From: Short, David <david.short_at_...>
Date: Fri, 17 Jan 2003 10:01:17 -0500


>This is my first post here.

Welcome.

>I've been playing KoDP only a month, and this is the second time I am
shocked
>by a PC game intelligence ( Brian Reynlods' Alpha Centuari is the only
game of
>this class I can think of). In fact I think KoDP is the first fresh idea in
>gaming since Civ. However, unlike Civ, SMAC etc, KoDP remains largely
unknown.
>My quesiton is :why? What happened? There aren't even reviews or any info on
>large gaming sites like Gamespot, Avault etc. I myself accidentally found
out
>about it on EU forum (http://www.europa-universalis.com/forum/index.php ).
AC is a fine game. EU is a much better game than it has any right to be, but I still don't find it enjoyable to play.
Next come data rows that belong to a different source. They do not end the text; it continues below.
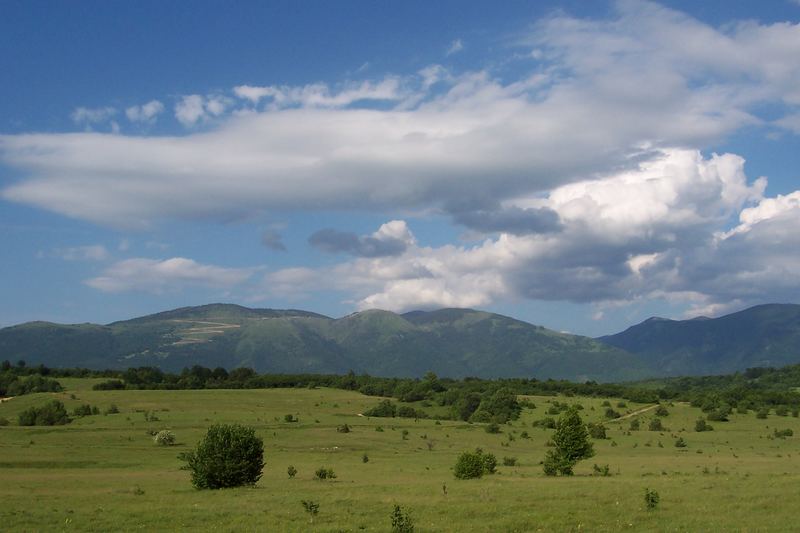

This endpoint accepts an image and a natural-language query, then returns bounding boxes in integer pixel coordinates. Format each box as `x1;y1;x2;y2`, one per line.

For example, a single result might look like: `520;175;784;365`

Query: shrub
587;422;606;439
644;489;661;510
153;429;175;446
300;500;319;524
314;466;336;481
179;424;264;489
18;400;69;426
453;448;497;479
92;379;125;390
391;505;414;533
542;408;594;476
694;418;714;431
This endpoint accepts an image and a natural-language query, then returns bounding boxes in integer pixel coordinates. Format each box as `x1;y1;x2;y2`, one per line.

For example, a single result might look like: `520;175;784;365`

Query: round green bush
180;424;264;489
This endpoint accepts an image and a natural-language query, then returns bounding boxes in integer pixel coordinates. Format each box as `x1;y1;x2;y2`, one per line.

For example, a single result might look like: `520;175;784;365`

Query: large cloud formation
0;0;800;316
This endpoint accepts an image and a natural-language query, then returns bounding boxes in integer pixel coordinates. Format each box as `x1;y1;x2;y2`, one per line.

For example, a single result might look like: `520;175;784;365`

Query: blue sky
0;0;800;335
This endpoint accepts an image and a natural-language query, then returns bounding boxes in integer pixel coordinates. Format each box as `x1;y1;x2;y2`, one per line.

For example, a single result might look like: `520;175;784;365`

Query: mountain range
0;304;800;381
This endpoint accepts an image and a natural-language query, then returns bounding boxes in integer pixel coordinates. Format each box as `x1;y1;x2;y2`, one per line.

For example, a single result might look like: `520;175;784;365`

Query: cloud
264;149;800;311
69;107;117;126
261;229;286;252
125;100;164;124
53;244;109;261
444;39;464;56
85;257;253;294
308;220;414;257
175;94;231;128
0;2;800;228
452;206;561;235
233;76;405;110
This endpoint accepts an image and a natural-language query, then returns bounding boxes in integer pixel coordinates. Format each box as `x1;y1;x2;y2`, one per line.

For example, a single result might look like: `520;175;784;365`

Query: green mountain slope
0;304;653;381
598;304;800;376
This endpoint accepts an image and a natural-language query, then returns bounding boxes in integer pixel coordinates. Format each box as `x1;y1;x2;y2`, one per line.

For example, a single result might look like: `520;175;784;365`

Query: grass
0;380;800;532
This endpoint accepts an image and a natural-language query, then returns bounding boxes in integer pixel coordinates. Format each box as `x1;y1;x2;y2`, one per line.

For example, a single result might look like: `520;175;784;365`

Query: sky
0;0;800;336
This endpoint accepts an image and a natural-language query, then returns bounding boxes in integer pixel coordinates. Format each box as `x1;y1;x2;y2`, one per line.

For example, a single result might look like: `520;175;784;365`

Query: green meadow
0;378;800;532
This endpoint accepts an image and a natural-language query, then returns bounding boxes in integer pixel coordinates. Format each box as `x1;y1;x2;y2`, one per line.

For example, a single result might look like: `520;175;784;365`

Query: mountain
0;304;653;381
598;304;800;376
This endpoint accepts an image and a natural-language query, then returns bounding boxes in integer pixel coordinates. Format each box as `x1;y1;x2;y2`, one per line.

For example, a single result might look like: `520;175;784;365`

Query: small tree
179;424;264;489
644;489;661;511
453;448;497;479
300;500;319;524
543;407;594;476
153;429;175;446
392;505;414;533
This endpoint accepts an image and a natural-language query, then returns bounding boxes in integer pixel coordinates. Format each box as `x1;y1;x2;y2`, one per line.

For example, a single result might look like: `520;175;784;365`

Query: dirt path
608;404;658;423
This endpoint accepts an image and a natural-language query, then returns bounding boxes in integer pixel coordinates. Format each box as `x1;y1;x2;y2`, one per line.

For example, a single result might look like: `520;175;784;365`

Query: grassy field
0;379;800;532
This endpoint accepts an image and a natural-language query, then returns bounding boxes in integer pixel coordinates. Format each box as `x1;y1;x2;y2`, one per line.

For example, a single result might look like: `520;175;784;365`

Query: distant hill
0;304;653;381
598;304;800;376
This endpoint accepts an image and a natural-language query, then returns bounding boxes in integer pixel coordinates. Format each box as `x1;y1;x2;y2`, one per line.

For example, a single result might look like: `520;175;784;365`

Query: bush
314;466;336;481
18;400;70;426
587;422;606;439
542;408;594;476
694;418;714;431
644;489;661;510
453;448;497;479
391;505;414;533
153;429;175;446
92;379;125;390
300;500;319;524
179;424;264;489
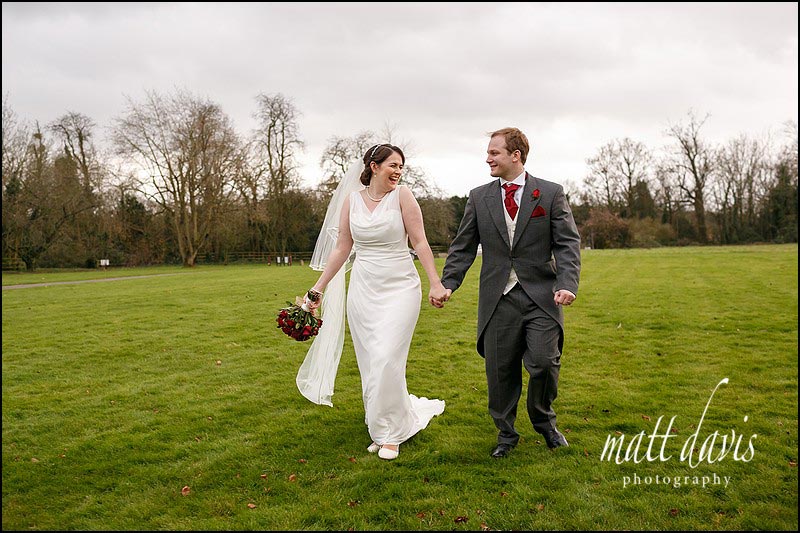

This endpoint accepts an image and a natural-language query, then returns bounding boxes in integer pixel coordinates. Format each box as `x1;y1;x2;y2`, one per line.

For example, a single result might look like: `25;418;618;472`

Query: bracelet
307;289;322;302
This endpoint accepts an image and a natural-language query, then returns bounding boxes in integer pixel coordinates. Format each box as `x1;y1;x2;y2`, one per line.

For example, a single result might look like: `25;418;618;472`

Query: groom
438;128;581;458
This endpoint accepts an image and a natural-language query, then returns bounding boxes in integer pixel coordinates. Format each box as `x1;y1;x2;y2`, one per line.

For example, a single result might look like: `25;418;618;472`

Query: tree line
2;90;797;270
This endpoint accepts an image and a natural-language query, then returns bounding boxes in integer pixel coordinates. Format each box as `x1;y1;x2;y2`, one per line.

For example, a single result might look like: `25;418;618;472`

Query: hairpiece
369;144;387;160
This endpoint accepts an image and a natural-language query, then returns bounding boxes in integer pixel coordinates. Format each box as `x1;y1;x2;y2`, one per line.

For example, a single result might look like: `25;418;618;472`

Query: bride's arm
400;187;446;303
312;198;353;298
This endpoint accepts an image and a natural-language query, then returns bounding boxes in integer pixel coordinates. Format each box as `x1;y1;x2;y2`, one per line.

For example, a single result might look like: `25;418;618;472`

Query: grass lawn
2;245;798;530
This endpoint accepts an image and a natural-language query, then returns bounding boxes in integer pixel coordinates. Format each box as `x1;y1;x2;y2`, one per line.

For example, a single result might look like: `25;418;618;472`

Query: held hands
428;283;453;309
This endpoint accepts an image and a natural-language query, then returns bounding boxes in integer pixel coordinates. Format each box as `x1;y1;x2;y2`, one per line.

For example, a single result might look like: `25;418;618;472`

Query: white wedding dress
347;189;444;445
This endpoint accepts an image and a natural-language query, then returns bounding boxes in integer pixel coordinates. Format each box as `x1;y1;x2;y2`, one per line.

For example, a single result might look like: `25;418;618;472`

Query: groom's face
486;135;520;181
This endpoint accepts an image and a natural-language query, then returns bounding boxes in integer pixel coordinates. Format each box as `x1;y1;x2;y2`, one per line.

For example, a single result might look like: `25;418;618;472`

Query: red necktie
503;183;519;220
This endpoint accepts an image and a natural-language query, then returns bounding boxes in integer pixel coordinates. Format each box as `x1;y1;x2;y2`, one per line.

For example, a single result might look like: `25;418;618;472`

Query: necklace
365;185;389;202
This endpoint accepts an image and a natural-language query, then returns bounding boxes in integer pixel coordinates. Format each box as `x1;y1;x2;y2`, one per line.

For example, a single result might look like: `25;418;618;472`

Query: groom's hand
428;285;452;309
553;289;575;305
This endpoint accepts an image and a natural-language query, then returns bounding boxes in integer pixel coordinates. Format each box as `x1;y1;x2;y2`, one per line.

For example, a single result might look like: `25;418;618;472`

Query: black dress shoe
492;442;514;459
543;428;569;449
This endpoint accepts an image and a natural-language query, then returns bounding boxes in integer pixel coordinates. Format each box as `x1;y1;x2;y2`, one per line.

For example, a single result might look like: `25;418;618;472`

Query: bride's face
370;152;403;192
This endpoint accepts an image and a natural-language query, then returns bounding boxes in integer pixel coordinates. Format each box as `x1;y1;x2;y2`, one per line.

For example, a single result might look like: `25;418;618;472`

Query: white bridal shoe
378;446;400;461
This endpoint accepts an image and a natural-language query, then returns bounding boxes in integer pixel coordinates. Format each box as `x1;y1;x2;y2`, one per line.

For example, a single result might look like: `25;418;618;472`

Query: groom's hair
489;128;531;165
361;144;406;185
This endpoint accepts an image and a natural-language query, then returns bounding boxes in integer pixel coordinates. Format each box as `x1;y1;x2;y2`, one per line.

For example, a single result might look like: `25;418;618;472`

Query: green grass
3;265;195;286
2;245;798;530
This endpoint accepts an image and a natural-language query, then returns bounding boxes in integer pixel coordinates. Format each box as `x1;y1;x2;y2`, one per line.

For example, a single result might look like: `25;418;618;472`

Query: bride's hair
360;144;406;185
>Although EU is a great game on its own, I find KoDP much more involving and
>non-trivial experience. And now compare their forum and this board: 13,400
>members vs. 222. Another example is Apolyton.net site. They had great
>influence on Civ gaming in general. (Yes,I understand direct comparison
>is not quite smart thing to do, but it does provide general picture).

>Anyway, I do think KoDP can be as popular as Civ, provided better
>'advertising',better website and appropriate forum. That could make
>KoDP2 reality..

There is a lot to chew on here and I'm not sure where to start.
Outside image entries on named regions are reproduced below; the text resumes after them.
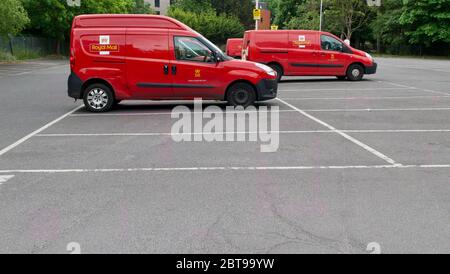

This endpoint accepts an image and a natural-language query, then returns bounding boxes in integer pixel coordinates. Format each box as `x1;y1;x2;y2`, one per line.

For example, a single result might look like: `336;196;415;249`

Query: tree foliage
0;0;30;35
174;0;254;28
168;7;244;45
268;0;450;54
400;0;450;46
21;0;153;41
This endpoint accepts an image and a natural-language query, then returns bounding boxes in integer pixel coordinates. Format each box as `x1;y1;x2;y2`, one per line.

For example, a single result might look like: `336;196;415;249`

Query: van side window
320;35;344;51
175;37;214;63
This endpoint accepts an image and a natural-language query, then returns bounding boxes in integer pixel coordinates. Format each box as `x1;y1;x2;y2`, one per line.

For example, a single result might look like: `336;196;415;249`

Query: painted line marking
383;64;450;73
35;129;450;137
378;81;450;95
0;164;450;174
279;87;417;92
3;65;68;76
70;108;450;117
0;175;15;185
70;110;295;117
277;98;401;166
0;105;84;156
283;95;450;101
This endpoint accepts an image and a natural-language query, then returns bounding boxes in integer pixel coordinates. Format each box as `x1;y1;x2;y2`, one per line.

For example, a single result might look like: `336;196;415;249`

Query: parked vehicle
243;30;377;81
226;38;244;59
68;15;278;112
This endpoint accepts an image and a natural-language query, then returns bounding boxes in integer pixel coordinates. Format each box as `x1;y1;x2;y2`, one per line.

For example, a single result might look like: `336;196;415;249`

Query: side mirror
213;51;223;63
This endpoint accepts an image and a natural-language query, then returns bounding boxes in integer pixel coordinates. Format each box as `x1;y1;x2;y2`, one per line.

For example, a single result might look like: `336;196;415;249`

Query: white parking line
66;108;450;117
70;109;295;117
0;65;68;76
0;105;83;156
279;87;417;92
277;98;401;166
0;175;15;185
378;81;450;95
283;95;450;101
383;64;450;73
0;164;450;174
35;129;450;137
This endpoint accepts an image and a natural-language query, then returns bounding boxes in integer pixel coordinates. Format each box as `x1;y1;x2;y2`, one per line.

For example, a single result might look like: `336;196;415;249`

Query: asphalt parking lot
0;58;450;253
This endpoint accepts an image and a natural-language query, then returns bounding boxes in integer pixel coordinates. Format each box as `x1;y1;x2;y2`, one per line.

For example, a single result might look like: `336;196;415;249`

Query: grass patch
14;48;43;60
0;48;45;63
The model A# used for the game was not one of several guys around a table pushing cardboard counters around a hexmap or gathered around pizza to play a rpg or a backyard capture the flag game. They set up a framework to tell a random interactive story. It's not a puzzle game where parts of the story unlock when you align the switchs in just the right way, it is something different.

I genuinely admire KODP, but what they did was so far outside the normal experience of computer games that it missed regular computer gamers.
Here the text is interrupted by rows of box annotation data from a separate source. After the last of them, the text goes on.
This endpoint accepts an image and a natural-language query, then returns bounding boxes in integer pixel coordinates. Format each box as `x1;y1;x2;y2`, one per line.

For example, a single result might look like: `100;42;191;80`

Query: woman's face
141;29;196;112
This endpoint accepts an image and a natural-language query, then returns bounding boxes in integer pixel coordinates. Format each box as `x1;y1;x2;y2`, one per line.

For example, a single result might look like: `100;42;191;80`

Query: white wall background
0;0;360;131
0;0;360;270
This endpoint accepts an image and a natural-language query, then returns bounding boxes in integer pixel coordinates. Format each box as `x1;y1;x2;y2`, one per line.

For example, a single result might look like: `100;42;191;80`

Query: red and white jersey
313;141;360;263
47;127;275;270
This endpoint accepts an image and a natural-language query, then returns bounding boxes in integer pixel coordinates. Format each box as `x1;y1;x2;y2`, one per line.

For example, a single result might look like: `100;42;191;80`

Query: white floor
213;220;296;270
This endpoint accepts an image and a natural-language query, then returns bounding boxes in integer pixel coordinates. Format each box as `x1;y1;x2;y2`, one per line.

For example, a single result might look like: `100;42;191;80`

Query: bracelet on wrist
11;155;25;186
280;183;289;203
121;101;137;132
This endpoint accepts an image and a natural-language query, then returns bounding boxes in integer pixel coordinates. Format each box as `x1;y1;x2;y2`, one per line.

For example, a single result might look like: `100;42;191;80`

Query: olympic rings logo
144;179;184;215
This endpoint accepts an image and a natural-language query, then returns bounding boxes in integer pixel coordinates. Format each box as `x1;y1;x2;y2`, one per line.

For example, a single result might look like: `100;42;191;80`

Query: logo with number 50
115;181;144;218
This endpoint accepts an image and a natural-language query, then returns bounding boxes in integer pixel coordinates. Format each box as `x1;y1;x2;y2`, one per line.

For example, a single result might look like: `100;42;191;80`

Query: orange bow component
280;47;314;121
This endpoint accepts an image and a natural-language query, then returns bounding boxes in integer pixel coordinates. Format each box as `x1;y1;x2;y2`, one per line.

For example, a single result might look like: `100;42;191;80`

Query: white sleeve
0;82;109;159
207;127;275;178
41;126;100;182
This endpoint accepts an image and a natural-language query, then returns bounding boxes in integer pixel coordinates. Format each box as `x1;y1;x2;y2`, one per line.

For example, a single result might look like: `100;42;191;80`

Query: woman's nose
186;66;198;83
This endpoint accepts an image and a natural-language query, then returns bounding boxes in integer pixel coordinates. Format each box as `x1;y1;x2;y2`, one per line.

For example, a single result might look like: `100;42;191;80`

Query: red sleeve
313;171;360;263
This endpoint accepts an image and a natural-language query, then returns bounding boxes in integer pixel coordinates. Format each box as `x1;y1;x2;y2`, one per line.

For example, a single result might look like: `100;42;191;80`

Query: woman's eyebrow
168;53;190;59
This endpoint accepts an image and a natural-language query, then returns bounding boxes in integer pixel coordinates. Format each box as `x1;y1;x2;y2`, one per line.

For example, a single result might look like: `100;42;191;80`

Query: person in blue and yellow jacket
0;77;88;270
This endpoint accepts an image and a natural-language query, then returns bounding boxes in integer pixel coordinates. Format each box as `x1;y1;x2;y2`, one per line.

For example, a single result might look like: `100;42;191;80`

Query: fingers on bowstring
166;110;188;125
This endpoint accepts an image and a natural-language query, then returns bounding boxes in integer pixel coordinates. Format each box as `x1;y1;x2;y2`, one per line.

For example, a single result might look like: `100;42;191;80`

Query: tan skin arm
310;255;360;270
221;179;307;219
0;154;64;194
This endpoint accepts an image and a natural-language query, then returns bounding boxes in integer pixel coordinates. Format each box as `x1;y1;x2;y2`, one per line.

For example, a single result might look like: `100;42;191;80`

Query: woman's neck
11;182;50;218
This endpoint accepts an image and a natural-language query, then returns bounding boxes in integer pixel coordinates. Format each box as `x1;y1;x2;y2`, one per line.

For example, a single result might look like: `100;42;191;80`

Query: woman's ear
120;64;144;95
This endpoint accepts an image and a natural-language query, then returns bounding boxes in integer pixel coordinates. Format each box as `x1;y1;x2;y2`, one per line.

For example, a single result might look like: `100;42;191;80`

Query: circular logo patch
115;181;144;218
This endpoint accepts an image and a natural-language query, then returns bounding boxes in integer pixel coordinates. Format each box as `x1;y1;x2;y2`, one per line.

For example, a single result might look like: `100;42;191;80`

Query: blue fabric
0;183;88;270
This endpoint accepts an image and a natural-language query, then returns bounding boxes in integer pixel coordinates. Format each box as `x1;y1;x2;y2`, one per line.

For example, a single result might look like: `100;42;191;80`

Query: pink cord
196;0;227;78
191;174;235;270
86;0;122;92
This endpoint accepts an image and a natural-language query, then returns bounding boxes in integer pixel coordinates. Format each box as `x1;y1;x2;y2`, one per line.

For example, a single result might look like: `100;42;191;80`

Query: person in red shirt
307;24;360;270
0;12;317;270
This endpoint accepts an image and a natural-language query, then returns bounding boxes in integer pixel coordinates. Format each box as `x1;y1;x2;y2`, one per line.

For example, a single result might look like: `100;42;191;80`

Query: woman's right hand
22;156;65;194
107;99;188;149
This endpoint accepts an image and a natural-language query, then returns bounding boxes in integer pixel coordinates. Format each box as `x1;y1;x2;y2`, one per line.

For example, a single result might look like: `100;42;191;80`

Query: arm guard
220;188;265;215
Several magazines reviewed it. They didn't have a category to put it in. They didn't know what to do with it, so the mocked the graphics.

Since the game was outside regular categories, publishers were not interested and A# had to go it alone.

If David D. wants to he'll tell you about the experience of getting a computer game on store shelves. It boils down to major retailers want a significant chunk of change in order to stock a game, and A# didn't have the money.

The randomness and lack of determination and the lack of feedback turned off some members of the buying public.

I think Glorantha turned off several people. There is a significant investment in learning the legends and the culture and that turned some people away. Just learning the rythem of the clan year is something outside our regular experience and then there are all the hero-quests you must largely memorize.

So it doesn't appear in stores and it doesn't appeal to the regular audiance of on-line computer gamers, who are you going to sell to?

As I said I genuinely admire KODP. I would very much like to see what A# could do with a subject like running a fur trading post in Alaska or a treasure hunting expedition in Africa, something that could be marketed to schools along the line of the old Oregon Trail games.

One of my goals in life is to complete a hard/long game without reloading once. In several years of trying I've not managed it yet.